Sunday, July 17, 2016

Trumpence, Conventions and the Rolling Stones



To the strains of the Rolling Stones "You Can't Always Get What You Want" (and no, I'm not making this up), Donald Trump introduced his vice-presidential running mate, sort of.

In the small scale Saturday event in a New York City hotel, Trump talked for more than 20 minutes about himself, his victories, Hillary etc. before glancing down at the paper he was carrying and saying "back to Mike Pence."  After a few words more Pence came out, they shook hands, Trump left.  Pence talked about himself for 12 minutes.  Then he left for a hastily scheduled and not well attended welcome home rally in Indianapolis.

At least the event changed the subject, from reporting and speculation on Trump's reluctant choice (his first choice of Christie, some said, was vetoed by his daughter, whose father-in-law Christie as a prosecutor had sent to prison.  So, family values) to the most awkward, least organized introduction of a vp candidate anyone could remember.

The only folks happy with the choice apparently are the GOPer establishment, maybe in exchange for helping to quell the anti-Trump rebellion at the convention. Pence is unpopular in his home state, unlikely to have won reelection as governor, unknown nationally and otherwise a divisive figure.  And for the t.p. rabid right, I think Andrew Rosenthal chose the right word in the New Yorker, in his piece titled "Will Mike Pence Satisfy the Insatiable Right?"  Insatiable is the word.  So basically Pence doesn't help and doesn't matter.

Now coverage of the back-to-back conventions begins.  The first impression of the programs (Dems released theirs Saturday) is that the GOPer is mostly negative (Benghazi Night?  Now there's a prom theme) and the Dem's is all positive, thematically anyway. (GOP eventually released their positive themes.)  And the etiquette questions are different.  For instance, at the GOP it's "where can I bring my big guns?"

It's not really that funny, as the NY Times indicated: Police officials are promising there will be no untoward episodes as conventioneers confirm Donald Trump as their presidential nominee. But this seems small comfort in the aftermath of the carnage in Dallas last week caused by a deranged, and reportedly legally armed, rifleman who shot and killed five policemen during a demonstration organized to protest earlier shootings by the police in Falcon Heights, Minn., and Baton Rouge, La.

In the panicking crowds that night in Dallas were 20 to 30 armed individuals legally carrying rifles as self-appointed vigilantes who had vowed to somehow protect the demonstrators. Their presence — some were dressed in macho camouflage gear — greatly confused the police when the sniper started firing and protesters ran for cover. “We don’t know who the ‘good guy’ versus who the ‘bad guy’ is,” the Dallas police chief, David Brown, said.

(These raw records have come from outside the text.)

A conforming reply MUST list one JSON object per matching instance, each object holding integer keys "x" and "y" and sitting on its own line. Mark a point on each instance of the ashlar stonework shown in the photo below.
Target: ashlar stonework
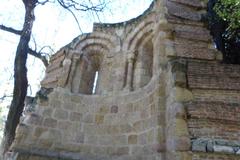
{"x": 151, "y": 88}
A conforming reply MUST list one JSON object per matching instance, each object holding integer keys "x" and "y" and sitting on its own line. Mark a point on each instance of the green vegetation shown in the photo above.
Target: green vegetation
{"x": 229, "y": 11}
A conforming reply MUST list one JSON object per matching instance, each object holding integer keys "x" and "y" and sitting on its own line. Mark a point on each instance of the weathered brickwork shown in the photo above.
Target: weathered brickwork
{"x": 161, "y": 93}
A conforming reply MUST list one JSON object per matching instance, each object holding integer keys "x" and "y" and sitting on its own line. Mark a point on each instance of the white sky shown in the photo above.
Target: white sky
{"x": 54, "y": 27}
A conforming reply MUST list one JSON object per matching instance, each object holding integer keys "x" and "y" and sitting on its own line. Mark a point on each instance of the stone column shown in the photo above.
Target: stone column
{"x": 130, "y": 59}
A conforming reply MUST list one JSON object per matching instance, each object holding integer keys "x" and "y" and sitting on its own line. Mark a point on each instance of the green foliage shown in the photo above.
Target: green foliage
{"x": 229, "y": 11}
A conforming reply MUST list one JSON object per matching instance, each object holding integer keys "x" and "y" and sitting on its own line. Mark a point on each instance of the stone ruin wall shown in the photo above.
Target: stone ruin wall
{"x": 161, "y": 93}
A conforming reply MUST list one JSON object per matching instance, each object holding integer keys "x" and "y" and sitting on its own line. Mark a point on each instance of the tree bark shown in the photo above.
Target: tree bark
{"x": 20, "y": 76}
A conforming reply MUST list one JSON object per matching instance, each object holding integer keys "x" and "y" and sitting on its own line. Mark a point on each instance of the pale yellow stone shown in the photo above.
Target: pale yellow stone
{"x": 181, "y": 128}
{"x": 182, "y": 94}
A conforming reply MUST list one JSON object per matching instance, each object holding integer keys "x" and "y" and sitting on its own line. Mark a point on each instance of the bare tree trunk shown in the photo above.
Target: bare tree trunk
{"x": 20, "y": 76}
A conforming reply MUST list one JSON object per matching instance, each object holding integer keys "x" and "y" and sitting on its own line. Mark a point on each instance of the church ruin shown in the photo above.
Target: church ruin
{"x": 151, "y": 88}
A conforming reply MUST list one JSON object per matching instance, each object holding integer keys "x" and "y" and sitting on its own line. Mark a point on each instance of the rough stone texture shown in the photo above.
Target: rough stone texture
{"x": 161, "y": 94}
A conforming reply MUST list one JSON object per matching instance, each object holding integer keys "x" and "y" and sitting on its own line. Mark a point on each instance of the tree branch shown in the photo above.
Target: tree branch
{"x": 11, "y": 30}
{"x": 38, "y": 55}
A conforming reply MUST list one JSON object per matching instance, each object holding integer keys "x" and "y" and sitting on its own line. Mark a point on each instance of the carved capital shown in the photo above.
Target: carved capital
{"x": 131, "y": 55}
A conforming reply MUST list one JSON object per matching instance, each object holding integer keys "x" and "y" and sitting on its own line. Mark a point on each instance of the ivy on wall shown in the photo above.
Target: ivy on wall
{"x": 224, "y": 24}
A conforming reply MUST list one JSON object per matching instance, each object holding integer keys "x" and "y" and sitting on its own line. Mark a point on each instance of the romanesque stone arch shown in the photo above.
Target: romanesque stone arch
{"x": 140, "y": 55}
{"x": 88, "y": 66}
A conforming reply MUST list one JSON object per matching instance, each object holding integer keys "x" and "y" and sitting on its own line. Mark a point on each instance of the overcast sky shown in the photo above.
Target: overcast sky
{"x": 54, "y": 27}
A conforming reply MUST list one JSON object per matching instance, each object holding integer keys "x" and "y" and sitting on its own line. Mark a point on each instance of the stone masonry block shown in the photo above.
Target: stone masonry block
{"x": 132, "y": 139}
{"x": 61, "y": 114}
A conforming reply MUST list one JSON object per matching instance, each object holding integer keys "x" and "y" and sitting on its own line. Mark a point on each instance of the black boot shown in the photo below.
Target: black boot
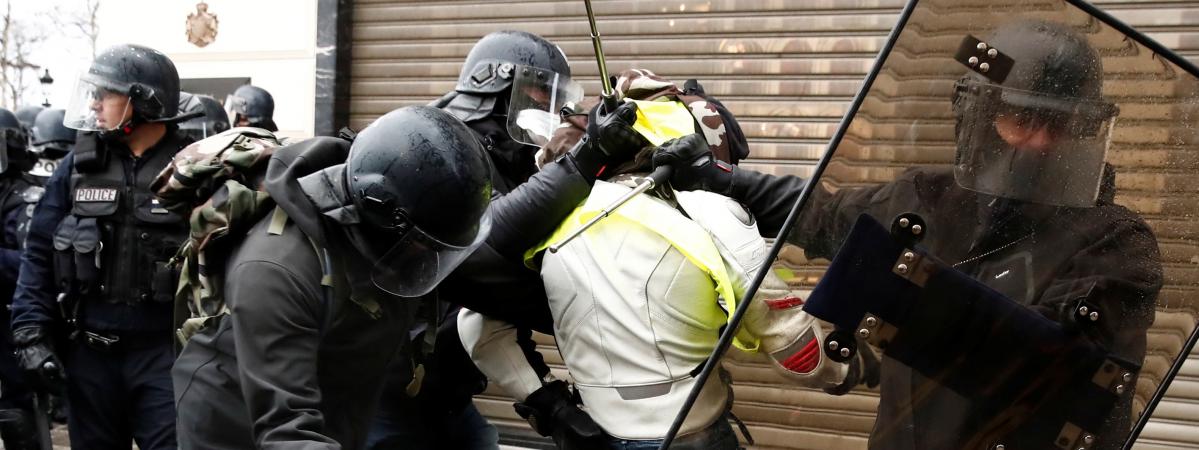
{"x": 18, "y": 430}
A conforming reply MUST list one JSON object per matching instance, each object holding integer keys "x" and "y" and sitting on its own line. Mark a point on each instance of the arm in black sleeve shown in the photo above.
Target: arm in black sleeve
{"x": 769, "y": 197}
{"x": 525, "y": 216}
{"x": 276, "y": 322}
{"x": 494, "y": 280}
{"x": 11, "y": 250}
{"x": 1119, "y": 276}
{"x": 827, "y": 216}
{"x": 32, "y": 304}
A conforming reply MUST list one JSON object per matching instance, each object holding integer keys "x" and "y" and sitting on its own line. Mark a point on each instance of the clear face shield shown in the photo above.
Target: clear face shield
{"x": 417, "y": 263}
{"x": 97, "y": 105}
{"x": 1031, "y": 147}
{"x": 234, "y": 106}
{"x": 537, "y": 96}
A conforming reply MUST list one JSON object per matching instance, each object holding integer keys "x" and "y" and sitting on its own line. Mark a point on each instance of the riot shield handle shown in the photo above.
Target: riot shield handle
{"x": 909, "y": 228}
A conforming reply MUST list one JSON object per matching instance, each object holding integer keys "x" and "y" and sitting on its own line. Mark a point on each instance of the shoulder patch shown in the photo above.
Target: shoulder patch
{"x": 32, "y": 193}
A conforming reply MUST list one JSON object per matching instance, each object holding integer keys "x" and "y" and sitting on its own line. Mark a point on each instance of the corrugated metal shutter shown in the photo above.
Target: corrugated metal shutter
{"x": 787, "y": 69}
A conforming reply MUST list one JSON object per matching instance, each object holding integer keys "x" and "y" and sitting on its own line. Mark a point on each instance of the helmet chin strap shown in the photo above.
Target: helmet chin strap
{"x": 121, "y": 131}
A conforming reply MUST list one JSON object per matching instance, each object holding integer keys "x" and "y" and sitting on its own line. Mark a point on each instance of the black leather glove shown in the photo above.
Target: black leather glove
{"x": 863, "y": 369}
{"x": 609, "y": 141}
{"x": 694, "y": 166}
{"x": 37, "y": 359}
{"x": 552, "y": 411}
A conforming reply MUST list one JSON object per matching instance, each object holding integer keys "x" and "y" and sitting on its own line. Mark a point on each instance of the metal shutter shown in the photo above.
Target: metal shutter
{"x": 788, "y": 70}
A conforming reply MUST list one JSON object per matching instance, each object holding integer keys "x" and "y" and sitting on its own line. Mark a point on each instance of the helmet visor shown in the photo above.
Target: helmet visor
{"x": 415, "y": 264}
{"x": 235, "y": 105}
{"x": 1031, "y": 147}
{"x": 97, "y": 105}
{"x": 537, "y": 96}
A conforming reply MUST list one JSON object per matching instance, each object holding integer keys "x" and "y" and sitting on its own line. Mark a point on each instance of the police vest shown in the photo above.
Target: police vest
{"x": 116, "y": 241}
{"x": 685, "y": 235}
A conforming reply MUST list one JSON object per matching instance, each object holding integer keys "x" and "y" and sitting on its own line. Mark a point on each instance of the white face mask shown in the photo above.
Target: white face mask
{"x": 537, "y": 124}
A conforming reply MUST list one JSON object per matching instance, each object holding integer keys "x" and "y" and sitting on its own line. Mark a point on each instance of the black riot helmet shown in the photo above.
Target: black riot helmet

But beyond such serious dangers, the electoral danger appears to be the current media overkill on how bad the GOP convention is likely to be (to which I gleefully contributed.)  With these expectations for an obvious clown show, anything less will be touted as a surprising success.  For one thing, it's very likely that the GOP convention will get high TV ratings (especially for all the Trumps), as it is the biggest reality show ever.

But with some polls tightening (mostly taken at the FBI moment) the question will be asked: if professional politicos and the media are so unanimous that Trump is doing everything wrong, what does it say about them or this election if on August 1 he is neck-and-neck or leading?

Things are aligning for Clinton to be pretty far ahead then.  Even if Trump's convention isn't a disaster, her convention comes immediately afterwards and it's the last one.  His post-c bump should be obliterated before it starts, while hers can build and linger.

But what if that doesn't happen?  What do the pros say, what does the media do?

Regardless, there is still one compelling argument, and Adam Gopnik makes it:

Hillary Clinton is an ordinary liberal politician. She has her faults, easily described, often documented—though, for the most part, the worst accusations against her have turned out to be fiction. No reasonable person, no matter how opposed to her politics, can believe for a second that Clinton’s accession to power would be a threat to the Constitution or the continuation of American democracy. No reasonable person can believe that Trump’s accession to power would not be.

"No reasonable person" is unfortunately the weak link.  Trump seeks to stir up unreasoning anger.  The rabid right will continue to do so, aided by their underground of Biblical prophets--and they're available to you on YouTube--who tell their followers that God tells them electing a woman President will mean that the United States will be a smoking ruin within months.

Reasonable people however may at worst have to suppress their Hillary distaste and realize that you can't always get what you want, but if you try sometime, you just might find you get what you need.